Last Words to His Mother

 
There is a lesson to be learned in the death of Joy Sterritt, a farm boy, which must not be lost. They story is a tragic one, with many a tug upon the heart strings.
One night in December, joy Sterritt rode out upon his father’s farm to round up some cattle, in preparation for a sale to be held next day. He rode a horse which his mother had expressly forbidden him to ride. The horse shied at something and threw the boy into a creek in the pasture, breaking his spine and paralyzing his body from the hips down. Unable to extricate himself, Joy Sterritt remained in the creek, supported by the ice, all through that cold December night until morning came, when his strength failed and he slipped down to his death.
During the night, with the aid of a flash light, he wrote messages to his mother. As the hours passed, and he realized the end was approaching, these messages became ever more tender and loving. Through them all ran remorse that he had brought this trouble on himself, and this grief upon others by his disobedience. Likewise there ran through them all unconquerable faith in God to whom he had turned in his misery.
“God bless you, mother, I would be better off if I had always listened to your advice,” he wrote in the early hours of the night, “Don’t worry about me, for I am sure that God is with me tonight. Oh, mother, I am so glad I was brought up in a Christian home,” he wrote later on.
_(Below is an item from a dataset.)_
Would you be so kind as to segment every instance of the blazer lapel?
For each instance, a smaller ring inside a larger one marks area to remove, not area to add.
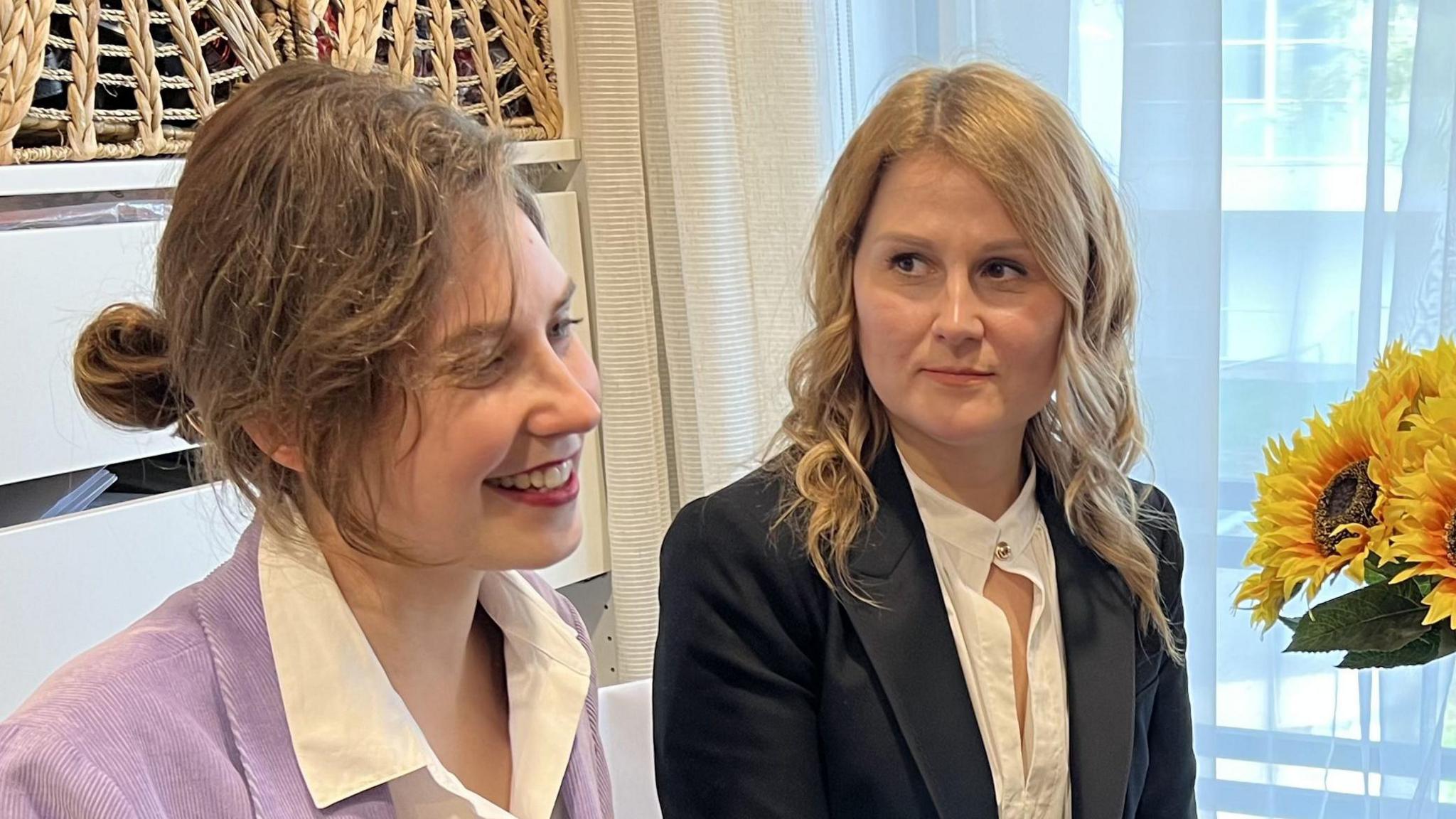
[[[223,711],[236,742],[237,767],[253,812],[268,818],[393,819],[389,788],[380,785],[319,810],[293,753],[272,643],[258,587],[258,522],[243,532],[233,557],[201,583],[198,622],[217,672]]]
[[[893,444],[869,471],[879,513],[850,568],[874,603],[840,595],[942,819],[996,816],[980,726],[930,560],[920,513]]]
[[[1037,495],[1057,560],[1072,813],[1076,819],[1121,816],[1133,762],[1137,619],[1131,592],[1117,570],[1072,533],[1044,469],[1037,475]]]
As the hours wearily wore away, he described his position and his suffering. Always he asked those who loved him not to grieve. Always faith in God ran through the painfully scrawled lines.
A short time before morning, when the inevitable was almost upon him, he roused himself to write, maybe someone will see my flashlight and come. I am going to keep up as long as I have strength. I do want to see you all so much. There is a verse keeps running through my head, and it is so beautiful, ‘For God so loved the world, that He gave His only begotten Son, that whosoever believeth in Him should not perish, but have everlasting life.’ And then, at the last, “Well, mother, dear, it will soon be over. I’m, in a hurry to go now. My suffering will soon be over now.”
Oh, disobedience, how much suffering comes from thee! O, faith, how much comfort and blessing comes from thee! Disobedience sent Joy Sterritt to die in his father’s pasture. But faith bore him up, in the zero hour of the early morning and took him to his Father’s home. Praise the Lord.